Code Monkey home page Code Monkey logo

atlas's Introduction

Atlas

Atlas

Atlas lets you explore your Apple Health data.


PyPI Tests Changelog License

Installation

Install Atlas using pip:

pip install atlas-db

Upgrade Atlas using pip:

pip install atlas-db --upgrade

Uninstall Expanse (old name) using pipx:

pipx uninstall expanse

Explore

Note

Here is a Quarto notebook with example code and SQL queries.

The notebook uses Vega-Altair and Clickhouse (chDB) to explore Apple Health time series data in a .parquet file. The .parquet file was generated by Atlas from an Apple Health export.xml file. vega-altair charts

First we create the .parquet file from the export.xml file.

atlas parquet export.xml -o ah.parquet

We can explore the data in many ways.

It is just a table/dataframe/parquet file with 5 columns.
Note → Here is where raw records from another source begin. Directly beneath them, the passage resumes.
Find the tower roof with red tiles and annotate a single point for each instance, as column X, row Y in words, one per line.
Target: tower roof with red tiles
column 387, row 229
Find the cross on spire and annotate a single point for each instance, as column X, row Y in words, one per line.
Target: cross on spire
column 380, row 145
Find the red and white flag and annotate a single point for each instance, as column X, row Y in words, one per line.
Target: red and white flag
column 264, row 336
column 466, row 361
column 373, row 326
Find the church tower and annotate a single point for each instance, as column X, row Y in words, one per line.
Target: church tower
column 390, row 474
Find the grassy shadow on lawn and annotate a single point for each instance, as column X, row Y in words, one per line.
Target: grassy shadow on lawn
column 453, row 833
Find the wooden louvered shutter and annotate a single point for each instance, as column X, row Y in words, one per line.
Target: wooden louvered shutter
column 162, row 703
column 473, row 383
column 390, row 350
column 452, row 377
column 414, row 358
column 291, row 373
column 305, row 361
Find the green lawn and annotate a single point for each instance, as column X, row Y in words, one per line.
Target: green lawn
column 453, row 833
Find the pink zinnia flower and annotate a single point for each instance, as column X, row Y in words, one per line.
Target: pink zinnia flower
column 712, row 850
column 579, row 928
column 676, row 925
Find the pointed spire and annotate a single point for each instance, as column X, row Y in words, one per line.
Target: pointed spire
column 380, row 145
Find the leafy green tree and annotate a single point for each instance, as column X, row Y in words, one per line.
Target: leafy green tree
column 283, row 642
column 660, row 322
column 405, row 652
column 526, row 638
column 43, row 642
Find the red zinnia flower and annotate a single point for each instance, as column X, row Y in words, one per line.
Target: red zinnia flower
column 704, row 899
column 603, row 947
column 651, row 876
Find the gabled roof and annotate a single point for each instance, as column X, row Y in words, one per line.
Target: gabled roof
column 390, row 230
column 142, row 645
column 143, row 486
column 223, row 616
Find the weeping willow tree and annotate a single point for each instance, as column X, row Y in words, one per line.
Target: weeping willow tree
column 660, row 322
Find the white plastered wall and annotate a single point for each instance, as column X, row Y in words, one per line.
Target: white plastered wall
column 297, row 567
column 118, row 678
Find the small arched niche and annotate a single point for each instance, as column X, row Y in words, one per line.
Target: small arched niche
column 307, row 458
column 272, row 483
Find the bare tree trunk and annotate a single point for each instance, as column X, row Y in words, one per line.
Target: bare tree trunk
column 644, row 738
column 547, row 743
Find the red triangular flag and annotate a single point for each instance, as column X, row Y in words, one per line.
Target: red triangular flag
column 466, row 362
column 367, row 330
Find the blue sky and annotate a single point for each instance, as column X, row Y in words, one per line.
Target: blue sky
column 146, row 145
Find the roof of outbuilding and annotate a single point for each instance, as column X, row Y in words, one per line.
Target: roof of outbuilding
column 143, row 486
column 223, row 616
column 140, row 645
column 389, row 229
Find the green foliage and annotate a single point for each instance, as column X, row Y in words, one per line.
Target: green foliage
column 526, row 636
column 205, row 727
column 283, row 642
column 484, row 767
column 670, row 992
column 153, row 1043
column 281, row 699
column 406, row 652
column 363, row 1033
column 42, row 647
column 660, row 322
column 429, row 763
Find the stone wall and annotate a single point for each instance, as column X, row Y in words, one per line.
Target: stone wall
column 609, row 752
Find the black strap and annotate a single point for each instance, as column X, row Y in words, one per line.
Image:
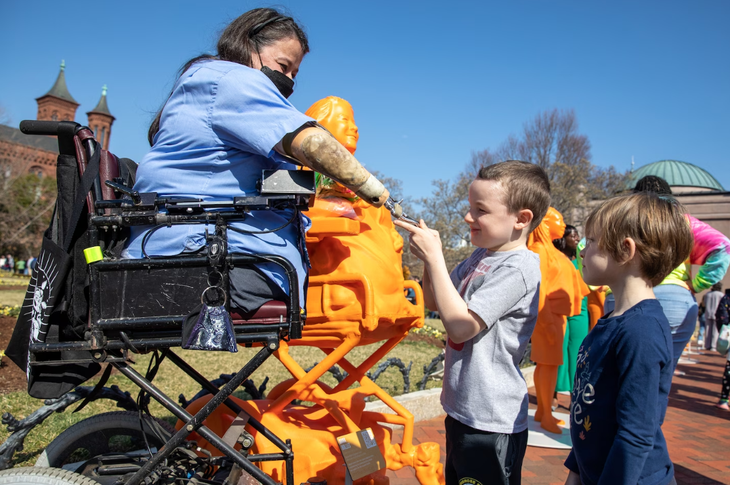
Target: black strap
column 97, row 389
column 87, row 180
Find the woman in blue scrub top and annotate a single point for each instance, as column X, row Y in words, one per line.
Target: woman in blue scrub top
column 227, row 119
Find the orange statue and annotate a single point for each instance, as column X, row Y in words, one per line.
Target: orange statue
column 561, row 291
column 355, row 297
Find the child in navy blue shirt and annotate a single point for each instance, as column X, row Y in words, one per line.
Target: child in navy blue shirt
column 624, row 368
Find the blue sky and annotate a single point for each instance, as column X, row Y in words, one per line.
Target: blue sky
column 430, row 82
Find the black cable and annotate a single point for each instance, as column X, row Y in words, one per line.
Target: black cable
column 145, row 238
column 150, row 372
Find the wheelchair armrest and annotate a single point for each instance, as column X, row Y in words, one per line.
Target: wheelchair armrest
column 270, row 312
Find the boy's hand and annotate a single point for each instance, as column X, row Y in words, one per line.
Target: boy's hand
column 425, row 243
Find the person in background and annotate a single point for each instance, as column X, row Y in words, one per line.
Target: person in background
column 675, row 293
column 20, row 266
column 577, row 325
column 568, row 244
column 722, row 317
column 701, row 318
column 624, row 373
column 711, row 300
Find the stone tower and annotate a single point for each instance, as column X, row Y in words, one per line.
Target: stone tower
column 100, row 121
column 57, row 104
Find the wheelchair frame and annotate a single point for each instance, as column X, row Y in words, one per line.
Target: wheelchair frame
column 109, row 338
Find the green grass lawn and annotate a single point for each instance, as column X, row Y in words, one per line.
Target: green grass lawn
column 174, row 382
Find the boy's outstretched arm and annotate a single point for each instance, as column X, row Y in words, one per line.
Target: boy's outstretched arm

But here we'll use clickhouse local:

clickhouse local

Let's take a look at the table.

DESCRIBE TABLE `ah.parquet`
┌─name────┬─type────────────────────┬─default_type─┬─default_expression─┬─comment─┬─codec_expression─┬─ttl_expression─┐
│ type    │ Nullable(String)        │              │                    │         │                  │                │
│ start   │ Nullable(DateTime64(6)) │              │                    │         │                  │                │
│ end     │ Nullable(DateTime64(6)) │              │                    │         │                  │                │
│ created │ Nullable(DateTime64(6)) │              │                    │         │                  │                │
│ value   │ Nullable(String)        │              │                    │         │                  │                │
└─────────┴─────────────────────────┴──────────────┴────────────────────┴─────────┴──────────────────┴────────────────┘

What kind of "types" do we have and how many?

SELECT
    type,
    COUNT(*) AS count
FROM `ah.parquet`
GROUP BY type
ORDER BY count DESC
┌─type───────────────────────────┬──count─┐
│ ActiveEnergyBurned             │ 879902 │
│ HeartRate                      │ 451854 │
│ BasalEnergyBurned              │ 289031 │
│ DistanceWalkingRunning         │ 260500 │
│ StepCount                      │ 217384 │
│ PhysicalEffort                 │  69747 │
│ AppleExerciseTime              │  61363 │
│ AppleStandTime                 │  58309 │
│ EnvironmentalAudioExposure     │  44535 │
│ SleepAnalysis                  │  36599 │
│ WalkingStepLength              │  28281 │
│ WalkingSpeed                   │  28281 │
│ RespiratoryRate                │  27829 │
│ AppleStandHour                 │  25877 │
│ FlightsClimbed                 │  22690 │
│ WalkingDoubleSupportPercentage │  21900 │
│ WalkingAsymmetryPercentage     │  13820 │
│ HeartRateVariabilitySDNN       │  11961 │
│ OxygenSaturation               │   4912 │
│ StairDescentSpeed              │   4718 │
│ StairAscentSpeed               │   4249 │
│ DistanceCycling                │   2890 │
│ TimeInDaylight                 │   2403 │
│ HeadphoneAudioExposure         │   2323 │
│ RestingHeartRate               │   1399 │
│ WalkingHeartRateAverage        │   1176 │
│ DistanceSwimming               │    455 │
│ SwimmingStrokeCount            │    455 │
│ AppleSleepingWristTemperature  │    442 │
│ RunningSpeed                   │    391 │
│ VO2Max                         │    366 │
│ RunningPower                   │    173 │
│ DietaryCaffeine                │    171 │
│ AppleWalkingSteadiness         │    138 │
│ SixMinuteWalkTestDistance      │    122 │
│ HeartRateRecoveryOneMinute     │     76 │
│ RunningVerticalOscillation     │     74 │
│ RunningGroundContactTime       │     67 │
│ RunningStrideLength            │     54 │
│ MindfulSession                 │     34 │
│ HighHeartRateEvent             │     18 │
│ AudioExposureEvent             │     14 │
│ BodyMass                       │     14 │
│ Height                         │      5 │
│ Fatigue                        │      1 │
│ HKDataTypeSleepDurationGoal    │      1 │
└────────────────────────────────┴────────┘

What's our total step count?

Note

The value column is type Nullable(String) so we have to cast toFloat64 to sum up the step values.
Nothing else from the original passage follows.